Despite the alarming increase in hate crimes and the urgent recommendations from B.C.’s Human Rights Commissioner, the government’s inaction has left communities without the necessary resources to combat racism, it added.
“Victims of hate incidents continue to suffer in silence, while racism goes unchecked,” said Richmond North Centre BC United MLA Teresa Wat, Critic for Multiculturalism, Anti-Racism Initiatives, Arts and Culture. “I find it deeply concerning to witness the inaction of the NDP government and the substantial amount of time that has elapsed since the promise of a hotline was made. Sadly, it appears that this promise may have been nothing more than a political ploy to mislead people.”

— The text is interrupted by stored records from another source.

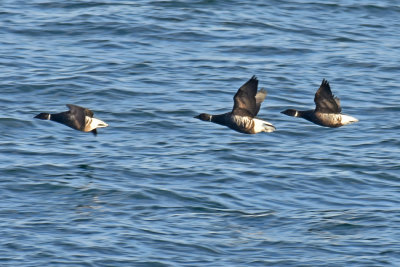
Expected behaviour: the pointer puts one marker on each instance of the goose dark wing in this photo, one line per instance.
(78, 109)
(260, 96)
(325, 101)
(245, 99)
(76, 116)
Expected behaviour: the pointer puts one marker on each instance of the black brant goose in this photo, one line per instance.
(327, 110)
(77, 117)
(242, 118)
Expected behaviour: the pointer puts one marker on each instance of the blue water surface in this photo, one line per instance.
(160, 188)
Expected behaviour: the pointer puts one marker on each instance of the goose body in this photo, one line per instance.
(242, 118)
(327, 112)
(78, 118)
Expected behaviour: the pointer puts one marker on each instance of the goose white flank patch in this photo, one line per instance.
(78, 118)
(242, 118)
(327, 110)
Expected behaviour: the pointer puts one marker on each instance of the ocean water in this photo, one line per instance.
(160, 188)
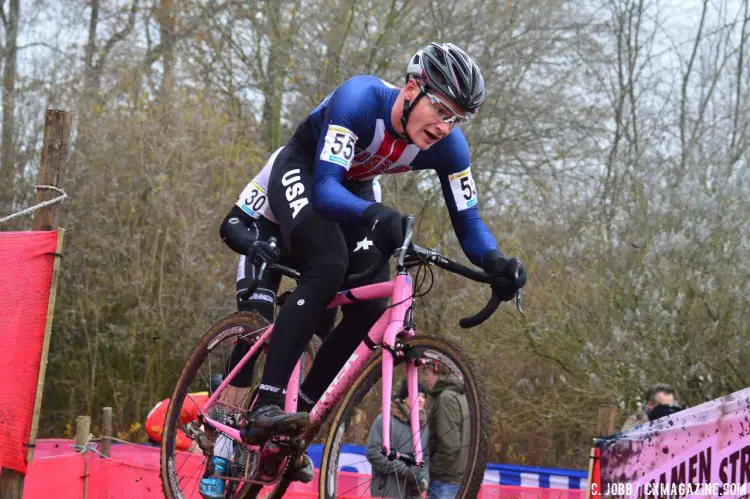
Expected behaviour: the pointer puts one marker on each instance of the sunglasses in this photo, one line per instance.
(444, 110)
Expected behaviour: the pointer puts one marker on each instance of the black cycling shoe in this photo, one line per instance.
(269, 420)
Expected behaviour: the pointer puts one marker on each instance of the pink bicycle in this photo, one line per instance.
(390, 353)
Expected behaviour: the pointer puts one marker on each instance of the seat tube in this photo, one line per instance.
(387, 382)
(292, 388)
(402, 292)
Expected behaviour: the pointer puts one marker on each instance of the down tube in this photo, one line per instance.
(346, 376)
(402, 297)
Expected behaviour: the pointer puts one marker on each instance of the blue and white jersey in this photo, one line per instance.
(356, 141)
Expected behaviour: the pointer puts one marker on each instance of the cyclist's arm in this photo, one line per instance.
(238, 230)
(349, 107)
(461, 198)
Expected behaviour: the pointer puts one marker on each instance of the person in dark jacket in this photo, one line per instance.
(450, 432)
(395, 478)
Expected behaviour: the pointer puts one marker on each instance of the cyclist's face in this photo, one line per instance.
(426, 125)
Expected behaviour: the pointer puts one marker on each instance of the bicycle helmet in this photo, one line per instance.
(447, 69)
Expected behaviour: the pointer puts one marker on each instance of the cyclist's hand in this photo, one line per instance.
(509, 275)
(385, 226)
(264, 251)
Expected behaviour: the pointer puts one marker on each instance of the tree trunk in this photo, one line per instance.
(167, 38)
(280, 42)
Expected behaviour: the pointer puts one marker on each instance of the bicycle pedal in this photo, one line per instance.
(282, 440)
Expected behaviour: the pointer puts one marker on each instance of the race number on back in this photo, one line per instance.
(464, 190)
(339, 146)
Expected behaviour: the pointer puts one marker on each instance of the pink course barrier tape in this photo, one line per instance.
(132, 472)
(26, 263)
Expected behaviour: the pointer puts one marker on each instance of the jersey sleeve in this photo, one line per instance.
(350, 108)
(462, 200)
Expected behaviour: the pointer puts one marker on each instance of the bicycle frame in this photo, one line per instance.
(384, 332)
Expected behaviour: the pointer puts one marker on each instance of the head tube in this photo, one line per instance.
(408, 233)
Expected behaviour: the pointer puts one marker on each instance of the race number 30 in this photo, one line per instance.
(253, 200)
(339, 146)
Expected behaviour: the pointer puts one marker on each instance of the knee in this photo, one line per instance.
(331, 269)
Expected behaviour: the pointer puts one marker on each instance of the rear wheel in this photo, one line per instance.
(186, 444)
(346, 470)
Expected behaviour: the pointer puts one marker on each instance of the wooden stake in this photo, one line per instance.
(54, 153)
(83, 430)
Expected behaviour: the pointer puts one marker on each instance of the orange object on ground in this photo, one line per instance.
(191, 408)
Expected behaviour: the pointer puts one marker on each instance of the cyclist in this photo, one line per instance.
(365, 127)
(247, 229)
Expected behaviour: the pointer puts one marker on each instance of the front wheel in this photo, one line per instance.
(352, 464)
(187, 445)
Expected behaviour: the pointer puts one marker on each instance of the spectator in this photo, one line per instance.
(394, 478)
(660, 402)
(449, 431)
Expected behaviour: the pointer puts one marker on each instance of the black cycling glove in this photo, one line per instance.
(263, 251)
(509, 275)
(385, 226)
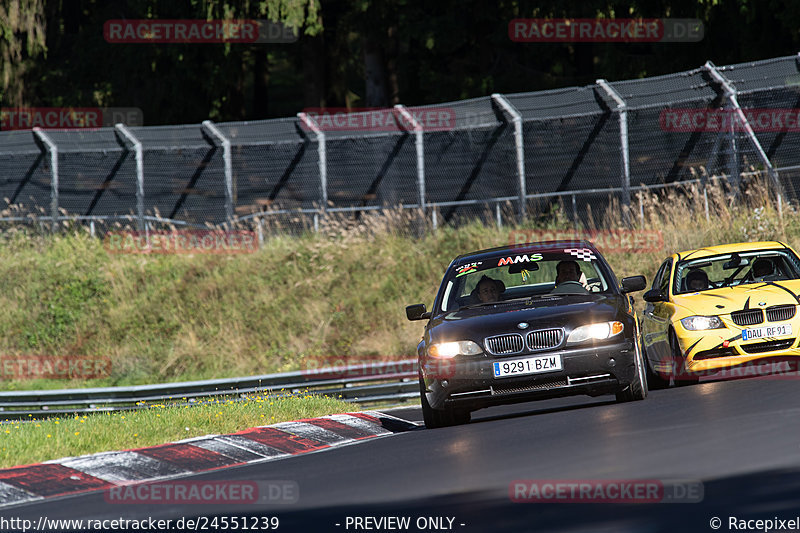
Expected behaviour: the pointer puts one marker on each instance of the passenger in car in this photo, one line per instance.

The BC United Party said that amid rising anti-Asian hate crimes and the B.C. Human Rights Commissioner’s report, which recommends the creation of a community-led, province-wide centralized reporting mechanism for hate incidents, the lack of progress in establishing the promised anti-racism hotline by the BC government is unacceptable. Despite initial enthusiasm and commitment from the NDP years ago, there has since been no progress and little to no public information on the project’s current status. The BC United Caucus has been advocating for years to create a hotline with multilingual services for British Columbians to report racist incidents.
“This amounts to another broken promise by Premier David Eby and confirms he is all talk and no action,” said Wat. “Abandoning this commitment sends a troubling message that the government does not take the concerns of racialized communities seriously — they deserve better.”